When a user requests a web page, the firewall queries user-added exceptions and PAN-DB for the site’s risk category. PAN-DB uses URL information from Unit 42, WildFire, passive DNS, Palo Alto Networks telemetry data, data from the Cyber Threat Alliance, and applies various analyzers to determine the category. If the URL displays risky or malicious characteristics, it is also submitted to advanced URL filtering in the cloud for real-time analysis and generates additional analysis data. The resulting risk category is then retrieved by the firewall and is used to enforce the web-access rules based on your policy configuration. Additionally, the firewall caches site categorization information for new entries to enable fast retrieval for subsequent requests, while it removes URLs that users have not accessed recently so that it accurately reflects the traffic in your network. Additionally, checks built into PAN-DB cloud queries ensure that the firewall receives the latest URL categorization information. If you do not have Internet connectivity or an active URL filtering license, no queries are made to PAN-DB.

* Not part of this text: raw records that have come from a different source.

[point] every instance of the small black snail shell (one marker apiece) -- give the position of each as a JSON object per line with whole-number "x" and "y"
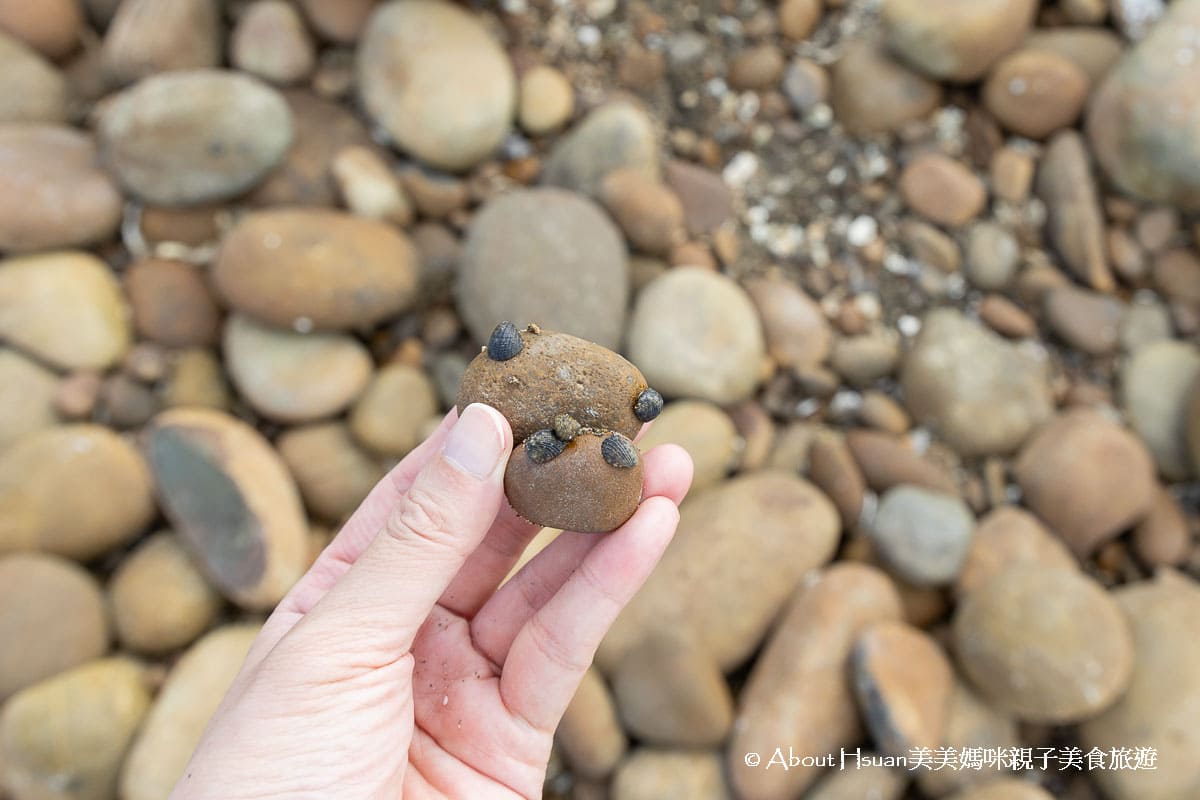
{"x": 504, "y": 342}
{"x": 543, "y": 446}
{"x": 618, "y": 451}
{"x": 648, "y": 405}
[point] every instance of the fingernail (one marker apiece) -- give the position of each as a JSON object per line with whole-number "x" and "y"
{"x": 477, "y": 440}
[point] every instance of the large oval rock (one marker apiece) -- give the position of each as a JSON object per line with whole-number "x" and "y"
{"x": 1067, "y": 477}
{"x": 1155, "y": 384}
{"x": 430, "y": 73}
{"x": 64, "y": 308}
{"x": 799, "y": 689}
{"x": 294, "y": 377}
{"x": 1159, "y": 708}
{"x": 52, "y": 618}
{"x": 232, "y": 500}
{"x": 774, "y": 527}
{"x": 191, "y": 137}
{"x": 547, "y": 257}
{"x": 179, "y": 715}
{"x": 952, "y": 40}
{"x": 316, "y": 269}
{"x": 31, "y": 90}
{"x": 27, "y": 397}
{"x": 52, "y": 194}
{"x": 159, "y": 597}
{"x": 1044, "y": 643}
{"x": 978, "y": 392}
{"x": 78, "y": 491}
{"x": 1144, "y": 120}
{"x": 616, "y": 136}
{"x": 65, "y": 738}
{"x": 696, "y": 334}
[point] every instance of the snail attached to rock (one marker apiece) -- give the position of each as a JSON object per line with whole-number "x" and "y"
{"x": 575, "y": 408}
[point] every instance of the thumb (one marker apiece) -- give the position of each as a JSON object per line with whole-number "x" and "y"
{"x": 377, "y": 607}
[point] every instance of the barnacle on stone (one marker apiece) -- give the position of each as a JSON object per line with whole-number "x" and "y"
{"x": 648, "y": 404}
{"x": 543, "y": 446}
{"x": 504, "y": 342}
{"x": 567, "y": 427}
{"x": 618, "y": 451}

The firewall determines a website’s URL category by comparing it to entries in 1) custom URL categories, 2) external dynamic lists (EDLs), and 3) predefined URL categories, in order of precedence.

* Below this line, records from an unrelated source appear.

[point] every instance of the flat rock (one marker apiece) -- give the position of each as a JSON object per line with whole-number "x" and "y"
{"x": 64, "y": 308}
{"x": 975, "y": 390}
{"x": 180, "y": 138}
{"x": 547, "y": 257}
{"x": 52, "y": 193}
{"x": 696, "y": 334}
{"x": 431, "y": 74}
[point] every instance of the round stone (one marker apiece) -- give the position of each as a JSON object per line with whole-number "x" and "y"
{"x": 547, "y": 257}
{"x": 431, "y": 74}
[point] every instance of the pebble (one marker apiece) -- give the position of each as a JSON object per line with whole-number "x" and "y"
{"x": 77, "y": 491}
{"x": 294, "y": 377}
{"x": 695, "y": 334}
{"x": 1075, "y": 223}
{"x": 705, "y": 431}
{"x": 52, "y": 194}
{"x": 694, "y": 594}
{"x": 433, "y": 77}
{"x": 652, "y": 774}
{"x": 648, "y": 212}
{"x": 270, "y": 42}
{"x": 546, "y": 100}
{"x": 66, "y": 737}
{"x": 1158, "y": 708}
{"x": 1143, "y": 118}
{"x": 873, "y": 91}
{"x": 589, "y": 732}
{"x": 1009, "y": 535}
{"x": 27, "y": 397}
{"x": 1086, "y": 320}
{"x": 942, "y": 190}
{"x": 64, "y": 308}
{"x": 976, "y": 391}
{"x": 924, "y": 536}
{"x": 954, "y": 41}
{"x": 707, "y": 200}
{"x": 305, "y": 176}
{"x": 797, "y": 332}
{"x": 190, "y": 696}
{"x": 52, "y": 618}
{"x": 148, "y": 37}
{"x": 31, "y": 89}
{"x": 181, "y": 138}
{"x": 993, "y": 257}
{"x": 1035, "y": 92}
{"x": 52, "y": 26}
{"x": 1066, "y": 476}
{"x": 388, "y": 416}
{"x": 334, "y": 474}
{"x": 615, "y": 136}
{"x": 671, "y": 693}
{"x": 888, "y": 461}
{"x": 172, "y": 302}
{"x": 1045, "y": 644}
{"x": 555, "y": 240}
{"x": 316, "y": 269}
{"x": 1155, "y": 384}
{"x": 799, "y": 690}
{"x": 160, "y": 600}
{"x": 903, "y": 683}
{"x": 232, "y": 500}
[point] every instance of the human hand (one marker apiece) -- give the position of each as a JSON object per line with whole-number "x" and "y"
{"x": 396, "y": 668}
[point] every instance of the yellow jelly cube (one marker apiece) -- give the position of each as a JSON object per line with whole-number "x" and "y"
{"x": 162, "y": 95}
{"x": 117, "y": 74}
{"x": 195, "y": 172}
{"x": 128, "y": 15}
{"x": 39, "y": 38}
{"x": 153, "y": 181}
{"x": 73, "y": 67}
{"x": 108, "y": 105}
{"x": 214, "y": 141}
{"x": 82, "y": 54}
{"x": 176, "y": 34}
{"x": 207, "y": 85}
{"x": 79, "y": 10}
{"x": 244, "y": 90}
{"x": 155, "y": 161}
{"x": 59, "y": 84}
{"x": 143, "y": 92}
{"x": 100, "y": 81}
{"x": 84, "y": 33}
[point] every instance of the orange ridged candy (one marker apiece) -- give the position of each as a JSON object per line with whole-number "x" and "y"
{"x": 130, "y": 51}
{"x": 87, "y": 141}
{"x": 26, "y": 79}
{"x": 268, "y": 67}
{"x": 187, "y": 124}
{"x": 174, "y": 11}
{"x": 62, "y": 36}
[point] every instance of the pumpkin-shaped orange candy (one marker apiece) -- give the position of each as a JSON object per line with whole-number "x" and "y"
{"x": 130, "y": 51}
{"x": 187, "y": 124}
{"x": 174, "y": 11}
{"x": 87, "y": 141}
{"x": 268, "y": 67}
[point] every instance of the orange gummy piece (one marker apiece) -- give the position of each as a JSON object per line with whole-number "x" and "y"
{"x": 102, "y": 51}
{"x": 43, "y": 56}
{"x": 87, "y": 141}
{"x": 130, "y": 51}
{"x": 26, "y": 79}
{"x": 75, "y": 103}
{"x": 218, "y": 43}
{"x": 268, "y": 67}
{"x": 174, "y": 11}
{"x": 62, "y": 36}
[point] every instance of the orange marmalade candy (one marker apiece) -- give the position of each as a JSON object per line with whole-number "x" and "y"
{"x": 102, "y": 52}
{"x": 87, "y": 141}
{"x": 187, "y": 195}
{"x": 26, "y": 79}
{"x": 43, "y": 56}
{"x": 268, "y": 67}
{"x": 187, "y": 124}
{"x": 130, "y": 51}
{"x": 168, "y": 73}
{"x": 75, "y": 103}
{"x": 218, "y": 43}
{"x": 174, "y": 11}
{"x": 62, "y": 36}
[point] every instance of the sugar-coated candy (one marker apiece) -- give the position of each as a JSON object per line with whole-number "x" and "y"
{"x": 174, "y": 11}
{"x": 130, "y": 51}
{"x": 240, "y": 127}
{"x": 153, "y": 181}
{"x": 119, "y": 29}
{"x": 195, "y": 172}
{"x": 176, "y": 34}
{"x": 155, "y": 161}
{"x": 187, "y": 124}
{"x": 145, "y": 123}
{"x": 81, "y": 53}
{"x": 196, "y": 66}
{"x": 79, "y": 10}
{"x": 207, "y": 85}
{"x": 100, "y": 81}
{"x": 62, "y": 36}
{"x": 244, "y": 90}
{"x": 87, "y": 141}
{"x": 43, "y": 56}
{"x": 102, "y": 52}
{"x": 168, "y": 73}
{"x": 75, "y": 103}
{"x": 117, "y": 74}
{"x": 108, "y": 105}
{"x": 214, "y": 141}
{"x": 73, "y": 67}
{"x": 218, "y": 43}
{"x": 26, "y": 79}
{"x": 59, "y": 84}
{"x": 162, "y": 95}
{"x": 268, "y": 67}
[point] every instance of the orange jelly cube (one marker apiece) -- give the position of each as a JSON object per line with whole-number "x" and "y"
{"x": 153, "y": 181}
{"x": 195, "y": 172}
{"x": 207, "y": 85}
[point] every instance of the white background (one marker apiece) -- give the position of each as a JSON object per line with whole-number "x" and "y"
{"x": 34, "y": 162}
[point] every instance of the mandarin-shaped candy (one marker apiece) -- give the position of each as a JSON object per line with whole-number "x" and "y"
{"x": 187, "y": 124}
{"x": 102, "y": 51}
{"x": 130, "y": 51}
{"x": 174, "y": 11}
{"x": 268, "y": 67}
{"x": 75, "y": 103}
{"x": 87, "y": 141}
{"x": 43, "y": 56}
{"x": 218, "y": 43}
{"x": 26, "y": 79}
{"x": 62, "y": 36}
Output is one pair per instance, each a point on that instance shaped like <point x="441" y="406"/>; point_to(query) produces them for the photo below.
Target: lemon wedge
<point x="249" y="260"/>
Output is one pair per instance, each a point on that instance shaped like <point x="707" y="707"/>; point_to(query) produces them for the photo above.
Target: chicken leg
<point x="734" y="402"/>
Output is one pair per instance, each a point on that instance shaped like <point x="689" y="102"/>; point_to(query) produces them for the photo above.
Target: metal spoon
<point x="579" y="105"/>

Firewalls configured to analyze URLs in real-time using machine learning on the dataplane provides an additional layer of security against phishing websites and JavaScript exploits. The inline ML models used to identify these URL-based threats extend to currently unknown as well as future variants of threats that match characteristics that Palo Alto Networks has identified as malicious. To keep up with the latest changes in the threat landscape, inline ML models are added or updated via content releases.
When the firewall checks PAN-DB for a URL, it also looks for critical updates, such as URLs that previously qualified as benign but are now malicious.
If you believe PAN-DB has incorrectly categorized a site, you can submit a URL category change request in your browser through Test A Site or directly from the firewall logs.
Did you know?
Technically, the firewall caches URLs on both the management plane and the dataplane:
  • PAN-OS 9.0 and later releases do not download PAN-DB seed databases. Instead, upon activation of the URL filtering license, the firewall populates the cache as URL queries are made.
  • The management plane holds more URLs and communicates directly with PAN-DB. When the firewall cannot find a URL’s category in the cache and performs a lookup in PAN-DB, it caches the retrieved category information in the management plane. The management plane passes that information along to the dataplane, which also caches it and uses it to enforce policy.
  • The dataplane holds fewer URLs and receives information from the management plane. After the firewall checks URL category exception lists (custom URL categories and external dynamic lists) for a URL, the next place it looks is the dataplane. Only if the firewall cannot find the URL categorized in the dataplane does it check the management plane and, if the category information is not there, PAN-DB.